Virgin Money aims to ‘seize the moment’ as it uses animals for 2015 TV push

Virgin Money says it is aiming to ‘seize the moment’ and avoid banking clichés for its new ‘There’s Money and There’s Virgin Money’ television campaign as it aims to build on the momentum gained by its recent IPO.

The first TV ad, which aired tonight (6 April), shows a pigeon bemused by a ‘There’s Money’ logo, but dancing on the pavement to the respective ‘And There’s Virgin Money’ one. The slogan, meanwhile, appears strikingly similar to Marks and Spencer’s ‘This is not just food, This is M&S Food’.

The campaign, which aims to present Virgin Money as the best alternative for consumers to manage their finances and was created by m/SIX, will build throughout the year animals. Future ads will feature squirrels, guide dogs, a goat and a tortoise, and the banking brand will talk up services including mortgages, savings and pensions.

It is Virgin Money’s first significant above the line spend since 2012, when it had a TV campaign following its rapid UK expansion after the purchase of the nationalised bank Northern Rock.

“This is an opportunity for Virgin to refresh the brand to consumers,” said Paul Lloyd, marketing director at Virgin Money, who said ad spend would be up significantly on the previous year, and two thirds TV and print to one third social and digital.

“We did lots of research with consumers and when you say to them ‘Can you recall memorable financial service advertising?’ – there were zero responses. We wanted to avoid the clichés and talk up our service in a fun way that can appeal to all age groups.”

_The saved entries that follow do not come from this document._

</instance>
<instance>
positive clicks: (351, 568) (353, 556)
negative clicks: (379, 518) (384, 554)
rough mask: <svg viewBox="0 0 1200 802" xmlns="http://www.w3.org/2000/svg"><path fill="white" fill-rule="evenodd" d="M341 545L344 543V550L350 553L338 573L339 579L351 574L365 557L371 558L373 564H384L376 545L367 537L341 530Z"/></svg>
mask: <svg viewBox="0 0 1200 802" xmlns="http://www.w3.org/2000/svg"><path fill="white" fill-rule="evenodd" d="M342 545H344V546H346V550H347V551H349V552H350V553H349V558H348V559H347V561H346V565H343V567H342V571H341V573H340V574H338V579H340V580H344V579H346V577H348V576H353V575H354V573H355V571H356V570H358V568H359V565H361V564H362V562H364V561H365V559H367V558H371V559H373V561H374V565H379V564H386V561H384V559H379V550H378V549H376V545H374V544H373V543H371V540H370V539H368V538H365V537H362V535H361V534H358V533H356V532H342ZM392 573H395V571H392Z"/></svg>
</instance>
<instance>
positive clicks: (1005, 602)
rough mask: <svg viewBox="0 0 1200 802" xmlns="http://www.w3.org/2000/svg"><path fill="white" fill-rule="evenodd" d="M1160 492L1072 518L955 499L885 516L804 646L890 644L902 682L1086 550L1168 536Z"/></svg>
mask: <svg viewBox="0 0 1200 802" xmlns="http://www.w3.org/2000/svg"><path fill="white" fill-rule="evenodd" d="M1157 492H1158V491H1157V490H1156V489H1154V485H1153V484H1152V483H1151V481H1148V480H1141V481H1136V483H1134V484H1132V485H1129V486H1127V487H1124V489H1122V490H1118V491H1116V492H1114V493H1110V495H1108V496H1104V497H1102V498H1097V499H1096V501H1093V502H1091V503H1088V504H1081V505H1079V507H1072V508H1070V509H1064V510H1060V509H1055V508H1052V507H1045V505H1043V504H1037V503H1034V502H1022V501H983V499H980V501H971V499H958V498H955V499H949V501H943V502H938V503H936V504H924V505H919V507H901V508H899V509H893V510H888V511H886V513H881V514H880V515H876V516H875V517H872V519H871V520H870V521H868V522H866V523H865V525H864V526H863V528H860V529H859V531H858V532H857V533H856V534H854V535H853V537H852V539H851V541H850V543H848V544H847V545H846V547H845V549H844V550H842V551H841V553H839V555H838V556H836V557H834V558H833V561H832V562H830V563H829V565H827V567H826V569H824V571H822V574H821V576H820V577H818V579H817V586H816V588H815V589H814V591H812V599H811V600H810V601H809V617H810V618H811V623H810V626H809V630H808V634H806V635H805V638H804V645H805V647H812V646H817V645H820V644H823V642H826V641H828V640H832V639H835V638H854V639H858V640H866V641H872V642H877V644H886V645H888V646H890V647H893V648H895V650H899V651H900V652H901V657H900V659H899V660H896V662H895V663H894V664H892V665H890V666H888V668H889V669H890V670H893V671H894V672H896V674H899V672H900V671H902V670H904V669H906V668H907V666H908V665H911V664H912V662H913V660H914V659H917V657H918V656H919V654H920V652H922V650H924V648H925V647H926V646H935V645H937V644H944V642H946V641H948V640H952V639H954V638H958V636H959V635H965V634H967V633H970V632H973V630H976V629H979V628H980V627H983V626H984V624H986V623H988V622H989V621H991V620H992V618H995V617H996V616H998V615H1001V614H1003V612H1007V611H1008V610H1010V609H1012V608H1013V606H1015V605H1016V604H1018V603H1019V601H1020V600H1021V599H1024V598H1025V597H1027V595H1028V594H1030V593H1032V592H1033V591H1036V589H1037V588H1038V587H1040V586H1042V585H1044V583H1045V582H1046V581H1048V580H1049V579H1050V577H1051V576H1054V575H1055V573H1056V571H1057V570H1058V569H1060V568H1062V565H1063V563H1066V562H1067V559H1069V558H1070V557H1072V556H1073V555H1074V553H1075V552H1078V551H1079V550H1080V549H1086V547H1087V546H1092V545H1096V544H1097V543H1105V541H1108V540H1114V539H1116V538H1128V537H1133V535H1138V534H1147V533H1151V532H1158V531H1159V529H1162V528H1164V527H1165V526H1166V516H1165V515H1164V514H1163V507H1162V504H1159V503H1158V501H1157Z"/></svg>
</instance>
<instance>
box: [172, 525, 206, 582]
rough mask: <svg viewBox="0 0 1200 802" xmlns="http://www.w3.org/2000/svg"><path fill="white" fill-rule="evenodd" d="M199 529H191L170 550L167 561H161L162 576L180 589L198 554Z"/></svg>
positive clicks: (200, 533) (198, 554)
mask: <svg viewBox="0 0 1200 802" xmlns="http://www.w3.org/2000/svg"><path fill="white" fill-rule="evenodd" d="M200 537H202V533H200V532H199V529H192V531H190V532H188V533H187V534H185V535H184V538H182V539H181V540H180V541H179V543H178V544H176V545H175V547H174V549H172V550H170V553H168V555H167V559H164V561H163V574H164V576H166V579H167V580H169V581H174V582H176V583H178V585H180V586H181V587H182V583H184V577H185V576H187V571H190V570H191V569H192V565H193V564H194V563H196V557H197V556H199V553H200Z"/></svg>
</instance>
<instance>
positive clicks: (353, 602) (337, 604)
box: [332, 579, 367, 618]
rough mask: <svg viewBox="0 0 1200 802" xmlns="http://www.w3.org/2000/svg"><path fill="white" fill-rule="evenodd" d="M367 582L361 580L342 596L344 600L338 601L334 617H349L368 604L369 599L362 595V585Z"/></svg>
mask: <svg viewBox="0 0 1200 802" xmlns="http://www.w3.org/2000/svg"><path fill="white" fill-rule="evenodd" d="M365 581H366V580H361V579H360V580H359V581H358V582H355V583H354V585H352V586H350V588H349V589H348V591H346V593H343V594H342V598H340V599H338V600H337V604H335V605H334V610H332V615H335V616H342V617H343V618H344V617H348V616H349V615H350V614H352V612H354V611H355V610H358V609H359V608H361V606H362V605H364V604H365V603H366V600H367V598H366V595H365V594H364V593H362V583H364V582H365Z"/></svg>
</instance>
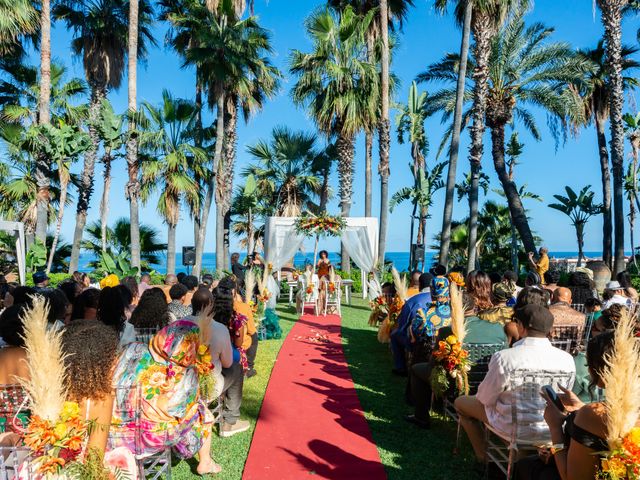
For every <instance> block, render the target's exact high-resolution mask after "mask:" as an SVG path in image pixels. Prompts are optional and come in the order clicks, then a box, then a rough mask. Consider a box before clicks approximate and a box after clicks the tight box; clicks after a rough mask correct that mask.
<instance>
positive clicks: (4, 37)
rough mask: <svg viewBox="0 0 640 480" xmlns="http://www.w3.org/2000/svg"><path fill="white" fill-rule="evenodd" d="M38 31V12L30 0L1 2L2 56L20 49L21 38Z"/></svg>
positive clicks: (0, 3)
mask: <svg viewBox="0 0 640 480" xmlns="http://www.w3.org/2000/svg"><path fill="white" fill-rule="evenodd" d="M37 30H38V12H37V11H36V9H35V8H34V6H33V3H32V2H30V1H29V0H18V1H13V0H11V1H10V0H1V1H0V55H1V56H3V57H4V56H6V55H11V54H14V53H15V51H16V49H20V47H21V45H20V37H22V36H23V35H29V34H33V33H35V32H36V31H37Z"/></svg>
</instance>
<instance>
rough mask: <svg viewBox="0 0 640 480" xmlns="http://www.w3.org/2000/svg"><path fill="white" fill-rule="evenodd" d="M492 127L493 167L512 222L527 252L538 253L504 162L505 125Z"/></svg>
mask: <svg viewBox="0 0 640 480" xmlns="http://www.w3.org/2000/svg"><path fill="white" fill-rule="evenodd" d="M489 126H490V127H491V143H492V152H491V153H492V156H493V165H494V167H495V169H496V173H497V174H498V178H499V179H500V183H501V184H502V189H503V190H504V194H505V197H506V198H507V204H508V205H509V213H510V214H511V222H512V223H513V225H514V226H515V227H516V229H517V230H518V233H519V234H520V238H521V239H522V244H523V245H524V248H525V250H526V251H527V252H535V251H536V242H535V240H534V239H533V234H532V233H531V228H529V220H528V219H527V212H526V211H525V209H524V206H523V205H522V200H521V199H520V193H519V192H518V189H517V188H516V184H515V183H514V181H513V180H512V178H511V176H510V175H509V173H508V172H507V166H506V164H505V161H504V144H505V143H504V128H505V125H504V124H502V123H498V124H496V125H494V124H492V123H491V122H489Z"/></svg>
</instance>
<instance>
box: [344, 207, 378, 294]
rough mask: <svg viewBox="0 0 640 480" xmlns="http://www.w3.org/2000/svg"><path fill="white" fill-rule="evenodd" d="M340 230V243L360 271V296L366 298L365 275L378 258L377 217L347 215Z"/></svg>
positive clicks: (372, 266) (377, 225)
mask: <svg viewBox="0 0 640 480" xmlns="http://www.w3.org/2000/svg"><path fill="white" fill-rule="evenodd" d="M346 220H347V226H346V227H345V229H344V230H343V232H342V237H341V240H342V245H343V246H344V248H345V250H347V253H348V254H349V256H350V257H351V259H352V260H353V261H354V263H355V264H356V265H357V266H358V268H359V269H360V270H361V271H362V298H367V277H368V273H369V272H371V271H373V267H375V265H376V260H377V259H378V219H377V218H372V217H357V218H355V217H349V218H347V219H346Z"/></svg>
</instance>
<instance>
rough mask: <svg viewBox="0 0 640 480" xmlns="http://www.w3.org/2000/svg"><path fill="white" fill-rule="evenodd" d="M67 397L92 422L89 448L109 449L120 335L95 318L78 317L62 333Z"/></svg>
mask: <svg viewBox="0 0 640 480" xmlns="http://www.w3.org/2000/svg"><path fill="white" fill-rule="evenodd" d="M62 351H63V353H64V354H65V357H64V366H65V371H66V375H65V379H64V381H65V387H66V390H67V395H68V397H67V400H69V401H72V402H76V403H78V405H79V406H80V412H81V413H80V416H81V418H86V419H88V420H90V421H91V422H92V425H93V426H92V428H91V429H90V432H89V439H88V444H87V448H89V449H91V448H93V449H97V450H98V451H100V452H103V453H104V451H105V448H106V446H107V437H108V435H109V426H110V424H111V413H112V410H113V398H114V397H113V387H112V384H113V368H114V366H115V363H116V359H117V352H118V335H117V333H116V332H115V330H114V329H112V328H110V327H108V326H107V325H104V324H102V323H100V322H96V321H94V320H76V321H74V322H71V323H70V324H69V325H68V326H67V327H65V329H64V331H63V333H62Z"/></svg>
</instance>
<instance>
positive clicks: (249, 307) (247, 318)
mask: <svg viewBox="0 0 640 480" xmlns="http://www.w3.org/2000/svg"><path fill="white" fill-rule="evenodd" d="M237 292H238V290H235V300H234V301H233V310H234V311H235V312H237V313H239V314H240V315H244V316H245V317H247V328H246V329H245V336H244V340H243V341H242V348H243V349H244V350H245V352H247V361H248V363H249V370H248V371H247V373H246V375H247V378H251V377H253V376H254V375H256V373H257V372H256V370H255V368H253V367H254V365H255V361H256V354H257V353H258V330H257V328H256V322H255V319H254V318H253V311H252V310H251V306H250V305H249V304H248V303H246V302H245V301H244V300H243V299H242V295H240V294H239V293H237Z"/></svg>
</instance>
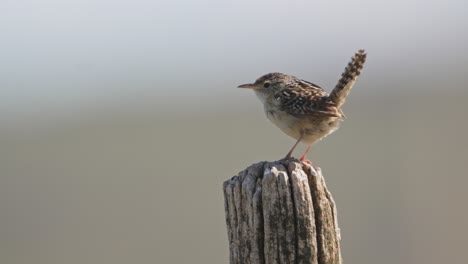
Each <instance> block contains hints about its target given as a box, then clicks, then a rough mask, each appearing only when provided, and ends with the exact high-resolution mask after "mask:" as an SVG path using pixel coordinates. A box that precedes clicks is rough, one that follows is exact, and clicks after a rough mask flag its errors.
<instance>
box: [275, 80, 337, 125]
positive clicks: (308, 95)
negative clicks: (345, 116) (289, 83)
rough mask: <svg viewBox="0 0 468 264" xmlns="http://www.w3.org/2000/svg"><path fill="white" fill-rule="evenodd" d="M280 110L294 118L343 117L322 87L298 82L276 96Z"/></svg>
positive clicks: (304, 81) (284, 89) (280, 91)
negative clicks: (297, 116)
mask: <svg viewBox="0 0 468 264" xmlns="http://www.w3.org/2000/svg"><path fill="white" fill-rule="evenodd" d="M274 98H275V100H276V102H277V103H278V105H279V107H280V109H281V110H282V111H285V112H286V113H288V114H291V115H294V116H304V115H325V116H335V117H341V116H342V115H341V114H340V111H339V110H338V109H337V108H336V106H335V104H334V103H333V101H331V100H330V99H329V98H328V95H327V93H326V92H325V91H324V90H323V89H322V88H320V86H318V85H315V84H313V83H310V82H307V81H303V80H297V81H296V82H294V83H292V84H291V85H289V87H288V88H286V89H283V90H281V91H279V92H277V93H276V94H275V95H274Z"/></svg>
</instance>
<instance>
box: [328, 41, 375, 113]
mask: <svg viewBox="0 0 468 264" xmlns="http://www.w3.org/2000/svg"><path fill="white" fill-rule="evenodd" d="M366 56H367V54H366V53H365V51H364V50H359V51H358V52H356V54H354V56H353V57H352V58H351V61H350V62H349V63H348V66H346V68H345V71H344V72H343V74H342V75H341V78H340V80H339V81H338V84H337V85H336V86H335V89H333V91H332V92H331V94H330V99H331V100H332V101H333V102H335V105H336V107H337V108H340V107H341V106H342V105H343V104H344V102H345V100H346V97H347V96H348V94H349V92H350V91H351V88H353V85H354V83H355V82H356V79H357V77H358V76H359V74H361V70H362V68H363V67H364V62H365V61H366Z"/></svg>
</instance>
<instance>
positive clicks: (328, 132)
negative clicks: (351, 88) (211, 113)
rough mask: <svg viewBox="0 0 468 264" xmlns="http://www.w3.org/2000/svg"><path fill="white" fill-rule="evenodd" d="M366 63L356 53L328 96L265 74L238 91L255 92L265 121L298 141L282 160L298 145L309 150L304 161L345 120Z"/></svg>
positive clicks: (289, 80)
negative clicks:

With banking brands such as HSBC damaged over high-profile scandals over recent months, Lloyd admits that Virgin Money has a unique opportunity.

“This is a time for brands and banks to reconnect with customers, and as we’re a new brand we don’t have a legacy of baggage, which gives us a unique opportunity.

On YouGov’s list of the UK’s 28 biggest banking brands, Virgin Money is 11th place when it comes to index score, which is measured by looking at consumer perception of quality, value, reputation and satisfaction. Although above the likes of 18th placed HSBC and bottom placed RBS, Virgin Money’s score of 1.6 has decreased by 0.1 percentage points over the last six months.

Lloyd admits that there is an opportunity for Virgin Money to grow bigger, adding: “This about seizing our moment and talking to consumers in a way that is worth hearing.”

The financial services provider which floated on the stock market in November, reported underlying pre-tax profits of £121.2m for the year to 31 December, up 127% on 2013.